Let $(A,\mathcal{F},\mu)$ be finite measure space and $\{f_n\}$ a sequence of finite real measurable functions so that $f_n\rightarrow f$ a.e. We say $f_n\rightarrow f$ almost uniformly if $\epsilon>0$, there is $E\subseteq A$ such that $f_n \rightarrow f$ uniformly on $E^c$ and $\mu(E)<\epsilon$.
I want to show that $f_n\rightarrow f$ almost uniformly implies convergence in $\mu$. For this, suppose not. Then
$$\exists \eta,\epsilon>0:\forall N\in \mathbb{N}:\exists n>N:\mu(\mid f_n-f\mid\geq\epsilon)\geq \eta, $$
i.e., for infinitely many points $n\in \mathbb{N}$. From the definition of almost uniform convergence, $\exists E:\mu(E)<\eta$ and $f_n\rightarrow f$ uniformly on $E^c$. Contradiction.
Question
It seems intuitive to me. But how to deduce this contradiction precisely?

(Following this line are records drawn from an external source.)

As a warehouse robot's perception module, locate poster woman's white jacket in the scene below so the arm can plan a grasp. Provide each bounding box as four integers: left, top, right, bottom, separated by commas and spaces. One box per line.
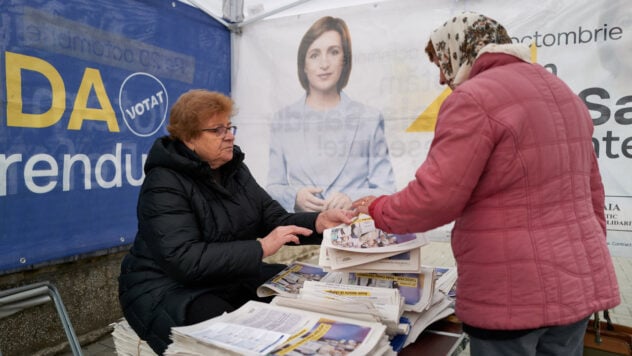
266, 92, 395, 211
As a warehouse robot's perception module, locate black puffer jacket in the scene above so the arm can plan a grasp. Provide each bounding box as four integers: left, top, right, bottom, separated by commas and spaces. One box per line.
119, 137, 322, 353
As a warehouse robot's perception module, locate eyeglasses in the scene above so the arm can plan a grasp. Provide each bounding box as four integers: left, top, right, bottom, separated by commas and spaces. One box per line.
200, 126, 237, 137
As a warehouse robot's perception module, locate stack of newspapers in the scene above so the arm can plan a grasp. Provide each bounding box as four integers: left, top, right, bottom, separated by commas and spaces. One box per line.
165, 216, 456, 355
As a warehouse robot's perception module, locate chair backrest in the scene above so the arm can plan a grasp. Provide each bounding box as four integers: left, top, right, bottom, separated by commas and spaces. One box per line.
0, 281, 82, 356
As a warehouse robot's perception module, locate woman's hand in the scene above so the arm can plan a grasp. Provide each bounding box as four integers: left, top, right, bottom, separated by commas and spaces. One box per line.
351, 195, 377, 215
316, 209, 358, 234
259, 225, 312, 258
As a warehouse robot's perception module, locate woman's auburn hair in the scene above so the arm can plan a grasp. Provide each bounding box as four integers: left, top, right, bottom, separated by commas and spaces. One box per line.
296, 16, 351, 94
167, 89, 233, 141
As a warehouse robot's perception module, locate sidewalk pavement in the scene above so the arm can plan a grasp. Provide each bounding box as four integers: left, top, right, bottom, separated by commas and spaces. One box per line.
61, 242, 632, 356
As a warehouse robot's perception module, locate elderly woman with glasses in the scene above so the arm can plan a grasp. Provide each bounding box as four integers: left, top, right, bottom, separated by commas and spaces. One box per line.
119, 90, 352, 354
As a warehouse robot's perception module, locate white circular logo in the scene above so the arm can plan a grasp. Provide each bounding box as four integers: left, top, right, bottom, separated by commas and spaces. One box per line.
119, 72, 169, 137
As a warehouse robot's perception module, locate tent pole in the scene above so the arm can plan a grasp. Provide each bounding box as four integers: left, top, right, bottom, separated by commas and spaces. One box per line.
238, 0, 311, 27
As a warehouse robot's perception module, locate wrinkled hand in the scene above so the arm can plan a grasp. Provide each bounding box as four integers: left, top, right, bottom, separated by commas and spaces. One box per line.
351, 195, 377, 215
325, 192, 351, 210
294, 187, 325, 212
316, 209, 358, 234
259, 225, 312, 258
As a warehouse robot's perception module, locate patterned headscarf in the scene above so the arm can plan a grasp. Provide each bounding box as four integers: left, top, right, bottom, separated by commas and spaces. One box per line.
430, 12, 528, 86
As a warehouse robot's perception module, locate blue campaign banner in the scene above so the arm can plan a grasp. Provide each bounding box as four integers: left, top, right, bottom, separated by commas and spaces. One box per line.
0, 0, 231, 271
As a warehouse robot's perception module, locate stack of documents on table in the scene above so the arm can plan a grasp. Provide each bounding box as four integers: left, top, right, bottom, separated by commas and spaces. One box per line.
165, 301, 395, 356
318, 214, 428, 272
110, 318, 156, 356
404, 267, 457, 346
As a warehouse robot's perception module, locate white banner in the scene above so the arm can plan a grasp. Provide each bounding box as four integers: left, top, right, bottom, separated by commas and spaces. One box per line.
232, 0, 632, 257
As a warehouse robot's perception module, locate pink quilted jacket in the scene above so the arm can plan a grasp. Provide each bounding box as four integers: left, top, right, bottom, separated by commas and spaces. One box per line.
370, 53, 620, 330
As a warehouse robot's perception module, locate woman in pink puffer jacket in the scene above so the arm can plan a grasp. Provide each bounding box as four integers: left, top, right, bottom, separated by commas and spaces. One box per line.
353, 12, 620, 356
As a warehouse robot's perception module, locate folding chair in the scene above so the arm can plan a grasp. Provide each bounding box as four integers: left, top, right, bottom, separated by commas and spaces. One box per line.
0, 281, 83, 356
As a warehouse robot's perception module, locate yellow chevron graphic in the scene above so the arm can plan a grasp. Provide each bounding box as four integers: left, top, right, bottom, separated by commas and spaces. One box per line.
406, 43, 538, 132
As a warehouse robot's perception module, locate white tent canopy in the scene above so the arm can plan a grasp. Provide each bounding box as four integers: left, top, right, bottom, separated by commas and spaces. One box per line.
181, 0, 389, 32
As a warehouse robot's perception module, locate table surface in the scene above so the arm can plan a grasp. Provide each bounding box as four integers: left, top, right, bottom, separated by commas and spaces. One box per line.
398, 317, 467, 356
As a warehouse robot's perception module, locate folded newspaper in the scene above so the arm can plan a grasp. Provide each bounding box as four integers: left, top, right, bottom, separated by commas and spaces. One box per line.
318, 214, 428, 272
165, 301, 395, 356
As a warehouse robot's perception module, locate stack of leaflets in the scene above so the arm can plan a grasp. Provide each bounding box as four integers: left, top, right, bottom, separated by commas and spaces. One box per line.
165, 215, 456, 355
318, 214, 428, 272
165, 301, 395, 356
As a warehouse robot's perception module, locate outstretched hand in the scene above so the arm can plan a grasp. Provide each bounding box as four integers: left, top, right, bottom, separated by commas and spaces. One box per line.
325, 192, 351, 210
351, 195, 377, 215
316, 209, 358, 234
259, 225, 312, 258
294, 187, 325, 212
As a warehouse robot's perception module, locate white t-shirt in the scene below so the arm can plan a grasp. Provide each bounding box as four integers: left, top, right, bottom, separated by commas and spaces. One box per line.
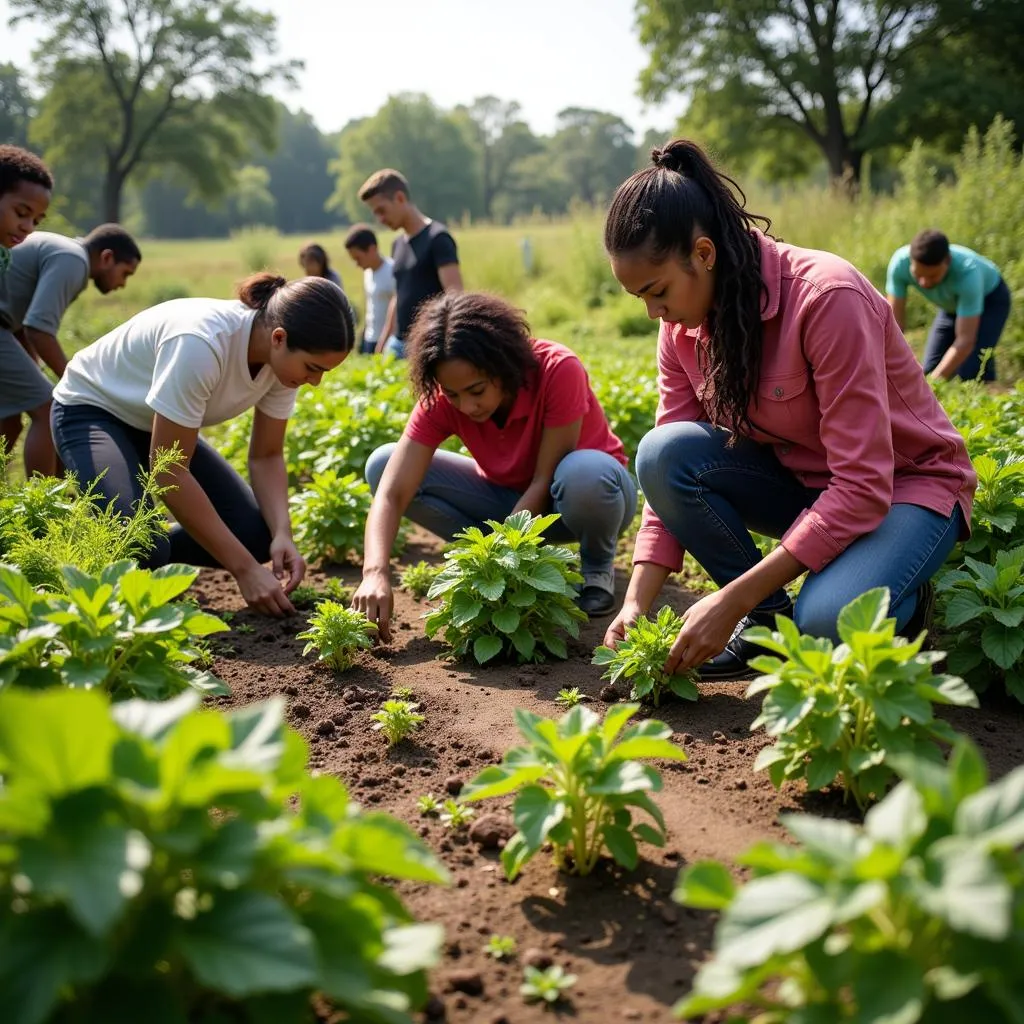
53, 299, 296, 430
362, 256, 394, 342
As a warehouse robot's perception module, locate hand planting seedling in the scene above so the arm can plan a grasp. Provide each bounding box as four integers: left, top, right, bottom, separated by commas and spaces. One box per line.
592, 605, 699, 708
370, 700, 426, 746
426, 511, 587, 665
743, 588, 978, 810
483, 935, 516, 959
519, 964, 577, 1007
675, 740, 1024, 1024
416, 793, 443, 817
296, 601, 377, 672
460, 705, 686, 880
400, 562, 440, 601
555, 686, 583, 711
441, 800, 475, 831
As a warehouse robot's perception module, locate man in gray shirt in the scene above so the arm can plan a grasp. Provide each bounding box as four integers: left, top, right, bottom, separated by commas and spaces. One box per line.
0, 224, 142, 476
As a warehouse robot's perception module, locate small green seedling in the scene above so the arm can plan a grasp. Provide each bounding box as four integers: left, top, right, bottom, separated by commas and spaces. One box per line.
416, 793, 443, 817
555, 686, 583, 711
593, 605, 698, 708
483, 935, 516, 959
441, 800, 475, 831
298, 601, 377, 672
519, 964, 577, 1006
400, 562, 440, 601
370, 700, 426, 746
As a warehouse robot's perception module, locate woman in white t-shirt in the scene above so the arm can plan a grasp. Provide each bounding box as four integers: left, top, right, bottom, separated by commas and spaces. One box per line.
50, 273, 355, 615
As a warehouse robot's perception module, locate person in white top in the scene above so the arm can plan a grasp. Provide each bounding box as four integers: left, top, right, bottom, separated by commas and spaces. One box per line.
50, 273, 355, 615
345, 224, 394, 355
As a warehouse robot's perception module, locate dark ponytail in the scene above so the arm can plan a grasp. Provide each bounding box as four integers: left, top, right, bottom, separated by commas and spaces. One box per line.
604, 138, 771, 433
239, 273, 355, 352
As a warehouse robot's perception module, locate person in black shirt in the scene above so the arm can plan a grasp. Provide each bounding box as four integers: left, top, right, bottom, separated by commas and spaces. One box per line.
359, 167, 463, 358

I know that if $x\in E$, then it must satify the negation of uniform convergence which is
$$\exists \epsilon>0:\forall N\in \mathbb{N}:\exists n>N:\mid f_n-f\mid\geq\epsilon.$$
Now, $x$ may not be in $\{f_n \text{ does not converge in measure to } f \}$ if $\mu(\mid f_n(x)-f(x)\mid\geq\epsilon)<\eta$. So I conclude that $$\{f_n \text{ does not converge in measure to } f \}\subseteq E$$ implying that $\eta>\mu(E)\geq \eta$; a contradiction.
My argument seems right but also very inefficient. How could you express this idea as clean as possible?
Thanks!
Best Answer
Here's a way without going for contradiction: Let $\epsilon >0$ be fixed and consider some $\delta >0$.
By almost uniform convergence, there exists some $E$ with $\mu(E)\leq \delta$ and some $N$ such that $n\geq N\implies \forall x\in E^c, |f_n(x)-f(x)|< \epsilon$.
For $n\geq N$, note the inclusion $(|f_n-f|\geq \epsilon) \subset E$, hence $\mu((|f_n-f|\geq \epsilon))\leq \mu(E)\leq \delta$.
Hence $\forall \delta>0, \exists N, n\geq N \implies \mu((|f_n-f|\geq \epsilon))\leq \delta$. Thus $ \mu((|f_n-f|\geq \epsilon)) \to 0$.